Après le traditionnel briefing, genre « les gars on va doucement, on a beaucoup mangé, pas beaucoup dormi, pas de blessure… », ces bonnes résolutions tiennent au moins 30 secondes. Et voilà la patrouille de France prend les choses en main et je m’accroche, très rapidement la vitesse de croisière se cale à 17, sauf que manifestement c’est un petit peu moins bien pour le bandeau bleu. Les deux premières séries passent, je ne suis pas largué comme d’habitude, mieux que ça j’entrevois une baisse de forme dans la 3ème. Houlala, c’est aujourd’hui ou jamais me dis-je. La quatrième je regroupe tout ce que j’ai, et j’attaque….

 

Oui, oui, oui, sur la fin ça décroche un peu, je remets ça dans la cinquième et ça repasse cette fois l’écart est significatif, merde quand faut y aller, faut y aller. Sur le sixième, je m’en vais même attaquer le maçon jardinier, ça a failli passer mais j’échoue à 3 mètres.
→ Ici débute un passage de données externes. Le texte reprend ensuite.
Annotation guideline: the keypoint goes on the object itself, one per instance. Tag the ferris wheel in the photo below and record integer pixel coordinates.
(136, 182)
Pas grave, je me suis fait PITAU. Vous me connaissez, je suis un garçon discret et je pense qu’au-delà de Rians ils n’ont pas pu entendre la joie que j’exulte très très discrètement.

 

Voilà une année qui attaque bien, après une bonne centaine de roustes mémorables, je me suis enfin vengé. Je décide donc très courageusement de mettre fin à ma carrière de coureur à pied, dans les minutes qui suivent. Il n’y a rien de plus pathétique, que ces sportifs qui ne savent pas s’arrêter au bon moment.

 

Bien sûr nous immortalisons ce grand moment, je pars tout fier de raconter à la descendance mon premier combat victorieux de 2016, non sans m’en vanter à tout le deuxième groupe qui nous a rejoints. Il faut rendre à César ce qui est à César, le Pitau a le sourire et prend manifestement tout ça avec beaucoup d’humour, sachant qu’il me le rendra bientôt. Je vous raconterai assez rapidement, car si j’ai été obligé de me tordre la cheville pour éviter ça 9 janvier, le 16 les pendules ont été remises à l’heure mais c’est une autre histoire, que je vous conterai bien vite car je l’ai promis ce matin (23/01) à mon ennemi préféré.